Rudo, tosco, una experiencia brusca en su boca y aun así, tan maravillosa que al cerrar los ojos, deseó que sus labios nunca se separaran de los de él. No obstante, la vida era injusta y él la dejó volver a tomar aire al separarse de sí. Sus dedos aún tenían el cobijo de su cabello oscuro enredándose en la piel morena de Ibiki.

—¿Cuánto tiempo nos queda? —preguntó tímida Hinata bajando la vista mientras llevaba su mano a la camisa del ninja.

Ibiki acarició su mejilla y tomándola del mentón, hizo que levantara su rostro y lo mirase.

—Cinco minutos antes de que vaya a ver al Hokage.

—Cinco minutos —susurró— ¿p-puedo pedir cinco más?

Si antes estaba sonrojada, el color que había tomado ahora su rostro dejaría avergonzados a los más rojos tomates. Hinata no podía más con sus nervios. Ibiki rio y acomodó su cabello detrás de la oreja de la mujer.

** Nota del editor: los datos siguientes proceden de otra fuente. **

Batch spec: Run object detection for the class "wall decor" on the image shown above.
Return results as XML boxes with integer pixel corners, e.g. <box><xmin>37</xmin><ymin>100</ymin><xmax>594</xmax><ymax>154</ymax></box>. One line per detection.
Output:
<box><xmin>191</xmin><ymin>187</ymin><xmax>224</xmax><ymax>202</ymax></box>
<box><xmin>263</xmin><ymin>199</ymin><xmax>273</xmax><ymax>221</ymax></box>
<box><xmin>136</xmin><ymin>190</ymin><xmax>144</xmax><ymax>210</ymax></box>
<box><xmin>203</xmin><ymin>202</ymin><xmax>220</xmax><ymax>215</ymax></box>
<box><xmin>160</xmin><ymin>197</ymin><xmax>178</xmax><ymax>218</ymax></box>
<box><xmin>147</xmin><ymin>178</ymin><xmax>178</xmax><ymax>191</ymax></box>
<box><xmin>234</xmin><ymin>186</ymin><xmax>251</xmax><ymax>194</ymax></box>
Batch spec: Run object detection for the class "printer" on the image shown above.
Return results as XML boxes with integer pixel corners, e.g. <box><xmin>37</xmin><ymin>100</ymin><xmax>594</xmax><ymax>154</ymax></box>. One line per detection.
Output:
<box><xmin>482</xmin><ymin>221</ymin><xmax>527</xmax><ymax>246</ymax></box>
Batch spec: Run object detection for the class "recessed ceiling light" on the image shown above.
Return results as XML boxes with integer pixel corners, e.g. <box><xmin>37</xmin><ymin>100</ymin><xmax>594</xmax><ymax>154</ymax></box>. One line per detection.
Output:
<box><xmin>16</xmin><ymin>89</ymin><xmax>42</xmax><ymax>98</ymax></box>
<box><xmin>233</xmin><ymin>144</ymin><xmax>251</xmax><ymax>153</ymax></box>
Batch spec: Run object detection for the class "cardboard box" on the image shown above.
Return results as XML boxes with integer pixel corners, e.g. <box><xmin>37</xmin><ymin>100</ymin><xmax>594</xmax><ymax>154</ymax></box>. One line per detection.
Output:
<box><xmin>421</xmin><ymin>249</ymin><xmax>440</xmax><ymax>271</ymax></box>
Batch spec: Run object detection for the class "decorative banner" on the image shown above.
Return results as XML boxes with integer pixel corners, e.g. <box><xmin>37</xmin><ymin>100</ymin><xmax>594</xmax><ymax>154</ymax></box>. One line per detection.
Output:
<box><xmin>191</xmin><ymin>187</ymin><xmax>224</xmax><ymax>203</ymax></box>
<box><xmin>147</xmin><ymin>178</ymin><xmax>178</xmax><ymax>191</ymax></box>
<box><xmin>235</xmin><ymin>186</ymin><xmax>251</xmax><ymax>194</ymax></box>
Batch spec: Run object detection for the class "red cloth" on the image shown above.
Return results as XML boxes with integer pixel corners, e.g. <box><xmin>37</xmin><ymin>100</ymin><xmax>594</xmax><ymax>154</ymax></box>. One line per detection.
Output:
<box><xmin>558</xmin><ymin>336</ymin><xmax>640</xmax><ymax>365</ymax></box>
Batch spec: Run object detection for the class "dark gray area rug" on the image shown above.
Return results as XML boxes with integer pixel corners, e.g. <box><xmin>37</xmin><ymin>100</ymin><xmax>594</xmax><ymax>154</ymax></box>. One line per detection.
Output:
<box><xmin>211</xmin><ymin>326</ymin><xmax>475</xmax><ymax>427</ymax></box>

—Que sean quince —confiado de que Kakashi no se iba a molestar de su tardanza, la tomó de la cintura y volvió a besarla… por cinco minutos más y cinco y cinco. En la intimidad de su oficina, sólo los dos y con sus cinco minutos de puro amor Hinata no podía pedir más.

En el momento que empezó a tratar con Ibiki, su apariencia y la forma de verlo a él habían cambiado. Era un león, pero podía ver lo tierno y amable que era el trato con ella y con simples detalles que podrían no ser demasiado, como ayudarla cuando tenía que cargar archiveros o esperarla para almorzar juntos o cuando insistía en acompañarla a pesar de que ella era una ninja capaz de defenderse, él siempre caminaba a su lado, en silencio y de tanto en tanto, le dedicaba una enorme sonrisa que sacudían su corazón como si estuviera preparando un coctel.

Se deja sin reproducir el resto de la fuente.